Return True if n is a Lucas probable prime with parameters (p,q). Assuming:

n is odd D = p*p - 4*q, D != 0 gcd(n, 2*q*D) == 1

Then a Lucas probable prime requires:

lucasu(p,q,n - Jacobi(D,n)) == 0 (mod n)

gmpy2.is_selfridge_prp(n, /)

Return True if n is a Lucas probable prime with Selfidge parameters (p,q). The Selfridge parameters are chosen by finding the first element D in the sequence {5, -7, 9, -11, 13, …} such that Jacobi(D,n) == -1. Then let p=1 and q = (1-D)/4. Then perform a Lucas probable prime test.

gmpy2.is_strong_bpsw_prp(n, /)

Return True if n is a strong Baillie-Pomerance-Selfridge-Wagstaff probable prime. A strong BPSW probable prime passes the is_strong_prp() test with base and the is_strong_selfridge_prp() test.

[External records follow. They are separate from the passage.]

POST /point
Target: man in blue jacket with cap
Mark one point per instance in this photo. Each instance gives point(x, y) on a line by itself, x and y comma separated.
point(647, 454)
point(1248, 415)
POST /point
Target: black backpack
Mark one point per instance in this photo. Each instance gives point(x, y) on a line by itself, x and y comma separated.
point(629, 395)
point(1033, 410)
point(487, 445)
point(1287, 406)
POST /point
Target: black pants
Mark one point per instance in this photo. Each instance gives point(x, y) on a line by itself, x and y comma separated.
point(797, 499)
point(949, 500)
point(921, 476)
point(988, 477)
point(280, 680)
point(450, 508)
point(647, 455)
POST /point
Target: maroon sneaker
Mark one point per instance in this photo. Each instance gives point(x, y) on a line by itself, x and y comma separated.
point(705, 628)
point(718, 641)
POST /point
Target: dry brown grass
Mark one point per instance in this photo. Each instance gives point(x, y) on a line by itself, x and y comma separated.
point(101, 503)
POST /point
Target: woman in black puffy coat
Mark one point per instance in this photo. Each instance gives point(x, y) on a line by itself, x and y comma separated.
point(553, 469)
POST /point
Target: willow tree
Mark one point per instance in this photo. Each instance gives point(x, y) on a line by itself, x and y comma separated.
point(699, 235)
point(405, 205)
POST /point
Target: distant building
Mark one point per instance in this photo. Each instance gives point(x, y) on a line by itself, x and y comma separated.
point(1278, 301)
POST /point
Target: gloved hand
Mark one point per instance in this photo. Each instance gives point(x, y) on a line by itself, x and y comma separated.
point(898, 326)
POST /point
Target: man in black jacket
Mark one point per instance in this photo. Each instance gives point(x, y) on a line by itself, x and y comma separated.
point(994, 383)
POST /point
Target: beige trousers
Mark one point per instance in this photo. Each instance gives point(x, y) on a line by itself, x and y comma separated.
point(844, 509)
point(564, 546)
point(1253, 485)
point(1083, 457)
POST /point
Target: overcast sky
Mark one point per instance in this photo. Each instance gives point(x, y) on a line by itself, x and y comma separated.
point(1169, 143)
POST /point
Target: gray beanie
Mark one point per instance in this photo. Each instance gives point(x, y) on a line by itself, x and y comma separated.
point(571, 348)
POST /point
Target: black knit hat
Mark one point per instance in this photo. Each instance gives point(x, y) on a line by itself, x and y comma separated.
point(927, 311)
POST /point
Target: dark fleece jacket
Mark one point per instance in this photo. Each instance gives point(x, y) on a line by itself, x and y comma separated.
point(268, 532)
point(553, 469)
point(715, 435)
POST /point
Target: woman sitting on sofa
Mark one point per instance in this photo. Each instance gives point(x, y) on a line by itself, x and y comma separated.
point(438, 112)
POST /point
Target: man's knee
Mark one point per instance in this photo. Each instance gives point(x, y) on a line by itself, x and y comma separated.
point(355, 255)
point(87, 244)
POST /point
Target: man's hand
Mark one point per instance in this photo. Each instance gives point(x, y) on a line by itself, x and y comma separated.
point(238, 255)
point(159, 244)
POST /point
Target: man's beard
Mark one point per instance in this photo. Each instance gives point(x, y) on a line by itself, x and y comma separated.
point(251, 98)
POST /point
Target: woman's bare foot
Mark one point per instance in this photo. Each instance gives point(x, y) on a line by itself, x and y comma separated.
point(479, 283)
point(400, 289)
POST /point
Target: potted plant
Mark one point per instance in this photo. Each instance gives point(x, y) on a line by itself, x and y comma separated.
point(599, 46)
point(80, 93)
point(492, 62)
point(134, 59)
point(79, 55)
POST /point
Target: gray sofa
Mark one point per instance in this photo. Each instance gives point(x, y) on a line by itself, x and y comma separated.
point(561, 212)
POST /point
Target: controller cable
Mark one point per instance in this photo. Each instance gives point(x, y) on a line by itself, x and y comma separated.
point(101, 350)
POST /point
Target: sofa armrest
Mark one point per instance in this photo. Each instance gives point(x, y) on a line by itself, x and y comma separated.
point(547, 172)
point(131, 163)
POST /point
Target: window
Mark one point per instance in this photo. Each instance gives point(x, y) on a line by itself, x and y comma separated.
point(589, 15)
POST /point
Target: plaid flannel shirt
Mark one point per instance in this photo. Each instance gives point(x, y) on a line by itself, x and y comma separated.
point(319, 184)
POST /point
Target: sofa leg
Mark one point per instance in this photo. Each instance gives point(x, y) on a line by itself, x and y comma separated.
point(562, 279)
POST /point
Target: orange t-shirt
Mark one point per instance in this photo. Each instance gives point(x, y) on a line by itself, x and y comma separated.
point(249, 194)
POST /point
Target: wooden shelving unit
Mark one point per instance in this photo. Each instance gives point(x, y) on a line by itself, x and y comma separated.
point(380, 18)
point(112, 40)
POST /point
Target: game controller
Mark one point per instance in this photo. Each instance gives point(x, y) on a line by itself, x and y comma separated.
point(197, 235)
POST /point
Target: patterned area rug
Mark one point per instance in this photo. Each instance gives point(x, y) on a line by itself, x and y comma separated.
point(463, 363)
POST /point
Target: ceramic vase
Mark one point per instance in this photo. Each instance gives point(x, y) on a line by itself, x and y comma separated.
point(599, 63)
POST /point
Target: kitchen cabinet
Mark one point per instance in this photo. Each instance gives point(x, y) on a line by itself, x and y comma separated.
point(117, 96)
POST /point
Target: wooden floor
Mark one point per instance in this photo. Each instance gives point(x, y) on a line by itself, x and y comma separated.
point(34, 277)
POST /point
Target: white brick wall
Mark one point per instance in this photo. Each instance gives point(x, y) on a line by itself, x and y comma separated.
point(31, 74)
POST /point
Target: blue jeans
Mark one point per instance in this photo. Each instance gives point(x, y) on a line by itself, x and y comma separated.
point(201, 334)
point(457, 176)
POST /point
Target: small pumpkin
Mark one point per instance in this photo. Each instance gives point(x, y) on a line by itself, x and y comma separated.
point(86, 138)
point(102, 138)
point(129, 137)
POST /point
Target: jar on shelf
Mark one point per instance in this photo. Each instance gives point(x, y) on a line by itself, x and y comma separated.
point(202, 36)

gmpy2.is_strong_lucas_prp(n, p, q, /)

Return True if n is a strong Lucas probable prime with parameters (p,q). Assuming:

n is odd D = p*p - 4*q, D != 0 gcd(n, 2*q*D) == 1 n = s*(2**r) + Jacobi(D,n), s odd

Then a strong Lucas probable prime requires:

lucasu(p,q,s) == 0 (mod n) or lucasv(p,q,s*(2**t)) == 0 (mod n) for some t, 0 <= t < r

gmpy2.is_strong_prp(n, a, /)

Return True if n is a strong (also known as Miller-Rabin) probable prime to the base a. Assuming:

gcd(n,a) == 1 n is odd n = s*(2**r) + 1, with s odd

Then a strong probable prime requires one of the following is true:

a**s == 1 (mod n) or a**(s*(2**t)) == -1 (mod n) for some t, 0 <= t < r.

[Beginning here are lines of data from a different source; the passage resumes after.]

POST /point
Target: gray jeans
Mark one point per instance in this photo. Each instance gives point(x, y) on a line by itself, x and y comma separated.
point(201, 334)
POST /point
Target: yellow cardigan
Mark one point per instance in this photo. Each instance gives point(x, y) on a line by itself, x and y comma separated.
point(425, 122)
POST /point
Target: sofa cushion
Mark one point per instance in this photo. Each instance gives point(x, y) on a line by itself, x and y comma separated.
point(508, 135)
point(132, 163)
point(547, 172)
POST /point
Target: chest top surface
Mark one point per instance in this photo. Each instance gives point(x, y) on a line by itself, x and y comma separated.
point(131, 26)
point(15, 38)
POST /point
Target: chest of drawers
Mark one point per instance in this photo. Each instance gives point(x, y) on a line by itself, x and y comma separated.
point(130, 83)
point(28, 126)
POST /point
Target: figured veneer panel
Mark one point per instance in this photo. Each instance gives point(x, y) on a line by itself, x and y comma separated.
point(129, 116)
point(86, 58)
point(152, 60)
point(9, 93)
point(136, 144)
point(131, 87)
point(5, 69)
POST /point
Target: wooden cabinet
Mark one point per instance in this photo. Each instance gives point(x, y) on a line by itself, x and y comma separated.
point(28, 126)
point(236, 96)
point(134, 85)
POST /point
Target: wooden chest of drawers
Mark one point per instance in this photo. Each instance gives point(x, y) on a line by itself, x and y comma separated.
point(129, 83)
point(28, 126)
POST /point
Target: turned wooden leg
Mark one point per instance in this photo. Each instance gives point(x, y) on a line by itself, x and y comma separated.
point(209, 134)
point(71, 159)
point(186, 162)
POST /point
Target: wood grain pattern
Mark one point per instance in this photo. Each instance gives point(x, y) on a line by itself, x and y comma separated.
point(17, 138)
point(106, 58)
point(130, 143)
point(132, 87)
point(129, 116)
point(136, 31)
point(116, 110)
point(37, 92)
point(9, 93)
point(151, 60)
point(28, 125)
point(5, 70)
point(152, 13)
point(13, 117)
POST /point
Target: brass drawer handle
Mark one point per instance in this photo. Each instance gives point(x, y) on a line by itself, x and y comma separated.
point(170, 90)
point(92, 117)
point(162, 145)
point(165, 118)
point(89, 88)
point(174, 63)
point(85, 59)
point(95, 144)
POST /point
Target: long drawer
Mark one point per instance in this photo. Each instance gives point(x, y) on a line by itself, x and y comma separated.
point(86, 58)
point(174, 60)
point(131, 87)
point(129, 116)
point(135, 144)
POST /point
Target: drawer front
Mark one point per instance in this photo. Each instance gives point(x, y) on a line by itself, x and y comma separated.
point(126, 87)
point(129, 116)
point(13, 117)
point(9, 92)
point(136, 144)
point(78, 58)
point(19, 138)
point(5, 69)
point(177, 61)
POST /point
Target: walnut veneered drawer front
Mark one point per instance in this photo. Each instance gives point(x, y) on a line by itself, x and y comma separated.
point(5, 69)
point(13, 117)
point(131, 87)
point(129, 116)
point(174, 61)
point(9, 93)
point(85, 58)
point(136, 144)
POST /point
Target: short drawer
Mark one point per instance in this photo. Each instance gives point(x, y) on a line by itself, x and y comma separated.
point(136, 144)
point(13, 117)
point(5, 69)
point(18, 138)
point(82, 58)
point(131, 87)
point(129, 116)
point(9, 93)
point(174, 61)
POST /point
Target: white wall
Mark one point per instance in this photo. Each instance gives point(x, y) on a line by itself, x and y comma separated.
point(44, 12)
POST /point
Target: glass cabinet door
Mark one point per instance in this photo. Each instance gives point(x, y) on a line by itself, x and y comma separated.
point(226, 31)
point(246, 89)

gmpy2.is_strong_selfridge_prp(n, /)

Return True if n is a strong Lucas probable prime with Selfidge parameters (p,q). The Selfridge parameters are chosen by finding the first element D in the sequence {5, -7, 9, -11, 13, …} such that Jacobi(D,n) == -1. Then let p=1 and q = (1-D)/4. Then perform a strong Lucas probable prime test.

gmpy2.lucasu(p, q, k, /)

Return the k-th element of the Lucas U sequence defined by p,q. p*p - 4*q must not equal 0; k must be greater than or equal to 0.

gmpy2.lucasu_mod(p, q, k, n, /)

Return the k-th element of the Lucas U sequence defined by p,q (mod n). p*p - 4*q must not equal 0; k must be greater than or equal to 0; n must be greater than 0.

gmpy2.lucasv(p, q, k, /)

Return the k-th element of the Lucas V sequence defined by p,q. p*p - 4*q must not equal 0; k must be greater than or equal to 0.

gmpy2.lucasv_mod(p, q, k, n, /)

Return the k-th element of the Lucas V sequence defined by p,q (mod n). p*p - 4*q must not equal 0; k must be greater than or equal to 0; n must be greater than 0.